Девчонка заплакала, но матери уж нельзя было тратить время на ее успокоение. Она шла и по слову, по два (говорить ей было неловко) изображала мне положение своих дел.
— Жеребьевые-то участки ближние и хорошие, да нам малы… Мы без жеребьев взяли дальние, с зарослью… Они будут вдвое против жеребьевых-то на душу… Жеребьевый на душу…

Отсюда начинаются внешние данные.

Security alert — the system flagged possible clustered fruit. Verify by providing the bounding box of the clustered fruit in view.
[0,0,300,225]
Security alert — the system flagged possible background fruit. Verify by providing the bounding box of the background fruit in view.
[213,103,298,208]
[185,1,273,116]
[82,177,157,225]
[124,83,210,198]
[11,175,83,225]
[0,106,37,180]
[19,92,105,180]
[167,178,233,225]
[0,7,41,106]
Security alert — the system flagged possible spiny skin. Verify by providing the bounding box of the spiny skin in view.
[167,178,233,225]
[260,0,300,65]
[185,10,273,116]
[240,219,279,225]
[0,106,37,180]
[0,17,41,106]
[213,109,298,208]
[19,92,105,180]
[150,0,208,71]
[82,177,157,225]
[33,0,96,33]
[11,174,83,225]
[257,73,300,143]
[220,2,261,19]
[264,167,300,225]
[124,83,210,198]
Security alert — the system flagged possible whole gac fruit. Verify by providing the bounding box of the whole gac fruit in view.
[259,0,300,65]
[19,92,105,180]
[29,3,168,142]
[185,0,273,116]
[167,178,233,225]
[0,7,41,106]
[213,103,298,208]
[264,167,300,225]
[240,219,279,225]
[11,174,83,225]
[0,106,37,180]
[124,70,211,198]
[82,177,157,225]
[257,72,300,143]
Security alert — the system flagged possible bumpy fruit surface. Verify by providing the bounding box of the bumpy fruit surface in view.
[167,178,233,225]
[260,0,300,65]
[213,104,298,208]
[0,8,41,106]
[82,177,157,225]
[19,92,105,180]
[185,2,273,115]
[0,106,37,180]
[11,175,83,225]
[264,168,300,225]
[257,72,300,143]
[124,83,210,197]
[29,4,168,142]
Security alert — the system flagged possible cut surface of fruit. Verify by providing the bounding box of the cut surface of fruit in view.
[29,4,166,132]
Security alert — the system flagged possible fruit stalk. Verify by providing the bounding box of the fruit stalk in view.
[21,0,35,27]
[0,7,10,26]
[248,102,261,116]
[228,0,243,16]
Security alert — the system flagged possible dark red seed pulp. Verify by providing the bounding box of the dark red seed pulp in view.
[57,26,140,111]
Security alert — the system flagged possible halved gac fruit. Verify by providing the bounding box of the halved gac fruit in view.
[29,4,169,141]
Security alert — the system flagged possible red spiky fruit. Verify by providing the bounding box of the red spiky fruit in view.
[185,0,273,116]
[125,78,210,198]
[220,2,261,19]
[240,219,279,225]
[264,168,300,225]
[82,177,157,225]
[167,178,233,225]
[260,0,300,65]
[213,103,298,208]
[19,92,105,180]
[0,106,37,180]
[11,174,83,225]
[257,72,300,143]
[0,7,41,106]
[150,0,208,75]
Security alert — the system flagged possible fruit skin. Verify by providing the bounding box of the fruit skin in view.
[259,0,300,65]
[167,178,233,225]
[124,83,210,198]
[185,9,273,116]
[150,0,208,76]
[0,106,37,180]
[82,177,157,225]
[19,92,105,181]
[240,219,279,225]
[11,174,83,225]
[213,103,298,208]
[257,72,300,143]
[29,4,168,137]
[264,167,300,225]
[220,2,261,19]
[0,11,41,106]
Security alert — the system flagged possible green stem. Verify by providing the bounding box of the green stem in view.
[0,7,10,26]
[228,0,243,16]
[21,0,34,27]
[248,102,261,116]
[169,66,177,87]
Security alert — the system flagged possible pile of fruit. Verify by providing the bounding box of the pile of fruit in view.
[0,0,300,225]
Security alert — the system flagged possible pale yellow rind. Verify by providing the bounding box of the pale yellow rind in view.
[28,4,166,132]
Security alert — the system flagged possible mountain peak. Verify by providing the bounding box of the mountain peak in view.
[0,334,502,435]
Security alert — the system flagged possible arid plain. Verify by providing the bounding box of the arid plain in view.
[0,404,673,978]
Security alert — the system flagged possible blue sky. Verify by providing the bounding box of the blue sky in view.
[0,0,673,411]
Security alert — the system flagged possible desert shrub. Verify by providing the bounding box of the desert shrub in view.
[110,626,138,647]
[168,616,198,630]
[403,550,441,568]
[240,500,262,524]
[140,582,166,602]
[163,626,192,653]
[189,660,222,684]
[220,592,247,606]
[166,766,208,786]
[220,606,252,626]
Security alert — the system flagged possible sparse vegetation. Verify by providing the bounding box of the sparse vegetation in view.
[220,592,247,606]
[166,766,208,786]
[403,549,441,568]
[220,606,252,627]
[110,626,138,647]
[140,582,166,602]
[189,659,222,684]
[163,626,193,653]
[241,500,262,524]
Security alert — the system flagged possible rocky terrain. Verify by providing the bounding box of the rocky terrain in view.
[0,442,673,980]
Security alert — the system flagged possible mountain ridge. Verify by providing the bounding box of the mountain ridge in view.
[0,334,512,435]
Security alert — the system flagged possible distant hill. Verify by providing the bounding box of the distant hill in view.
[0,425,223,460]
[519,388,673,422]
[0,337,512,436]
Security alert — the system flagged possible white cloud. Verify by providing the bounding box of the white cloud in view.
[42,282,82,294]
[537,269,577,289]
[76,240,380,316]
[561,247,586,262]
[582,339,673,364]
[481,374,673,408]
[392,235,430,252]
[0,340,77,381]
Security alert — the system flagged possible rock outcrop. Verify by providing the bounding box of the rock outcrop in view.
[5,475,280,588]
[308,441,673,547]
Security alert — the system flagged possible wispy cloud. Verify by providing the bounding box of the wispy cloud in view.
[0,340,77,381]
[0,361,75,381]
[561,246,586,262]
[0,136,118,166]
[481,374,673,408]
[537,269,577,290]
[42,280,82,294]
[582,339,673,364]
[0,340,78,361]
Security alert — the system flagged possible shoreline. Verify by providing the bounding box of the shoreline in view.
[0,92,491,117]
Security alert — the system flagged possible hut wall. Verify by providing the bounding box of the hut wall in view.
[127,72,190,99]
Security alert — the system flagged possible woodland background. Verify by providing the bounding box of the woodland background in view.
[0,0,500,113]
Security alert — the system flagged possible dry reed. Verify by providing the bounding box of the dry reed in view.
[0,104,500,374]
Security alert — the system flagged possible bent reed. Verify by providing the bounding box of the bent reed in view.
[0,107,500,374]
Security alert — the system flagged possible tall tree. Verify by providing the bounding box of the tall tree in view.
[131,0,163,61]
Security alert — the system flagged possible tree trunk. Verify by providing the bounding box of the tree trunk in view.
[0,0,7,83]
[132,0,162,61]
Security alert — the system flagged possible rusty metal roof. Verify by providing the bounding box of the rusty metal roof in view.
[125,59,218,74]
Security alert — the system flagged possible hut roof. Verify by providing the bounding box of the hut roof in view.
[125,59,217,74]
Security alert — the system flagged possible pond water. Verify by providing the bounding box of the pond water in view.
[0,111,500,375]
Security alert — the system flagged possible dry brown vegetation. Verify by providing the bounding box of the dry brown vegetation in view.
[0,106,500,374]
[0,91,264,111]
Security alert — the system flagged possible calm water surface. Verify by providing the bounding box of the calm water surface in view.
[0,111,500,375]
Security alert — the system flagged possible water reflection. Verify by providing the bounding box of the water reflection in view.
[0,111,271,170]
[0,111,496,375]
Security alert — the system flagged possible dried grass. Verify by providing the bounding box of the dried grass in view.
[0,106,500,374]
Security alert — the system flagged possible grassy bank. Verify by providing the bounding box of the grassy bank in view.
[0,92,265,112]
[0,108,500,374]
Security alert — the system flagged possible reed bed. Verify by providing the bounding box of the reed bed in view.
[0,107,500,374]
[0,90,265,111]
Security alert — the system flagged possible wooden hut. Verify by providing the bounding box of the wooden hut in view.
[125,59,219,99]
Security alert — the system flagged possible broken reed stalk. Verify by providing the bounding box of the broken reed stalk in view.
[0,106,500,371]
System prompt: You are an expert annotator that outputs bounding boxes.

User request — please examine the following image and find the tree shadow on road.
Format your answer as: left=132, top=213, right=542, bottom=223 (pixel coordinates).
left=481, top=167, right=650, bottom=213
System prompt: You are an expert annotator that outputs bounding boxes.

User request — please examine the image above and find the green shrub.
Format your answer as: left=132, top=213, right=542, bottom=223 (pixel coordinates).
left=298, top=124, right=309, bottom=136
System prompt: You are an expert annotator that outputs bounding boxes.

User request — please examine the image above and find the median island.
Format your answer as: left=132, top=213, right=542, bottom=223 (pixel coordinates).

По словечку, прерывая речь тяжелым дыханием, баба рассказала мне и о том, что у них уже есть и сбруя. И сбруя эта вышла им как-то случайно: просто бог дал. Жила у них два года одна старушка, бедная, у которой внук в Петербурге учился в шорниках, и вот когда внук стал сам работать «от себя», то вытребовал и старушку-бабушку и в благодарность за ее содержание прислал полный комплект сбруи с большой уступкою. За эту сбрую еще не заплачено, а заплатится тогда, когда продадут сено, тогда вот можно будет «обдумать» (пока!) и насчет лошади. Предстоит еще маленькая неприятность и с этим самым сеном: вывезти его будет не на чем (всего четверть лошади), а если урожай сена будет велик, то, пожалуй, на месте придется его продать так дешево, что «обдумать» лошадь можно будет уже не ранее, как еще через год.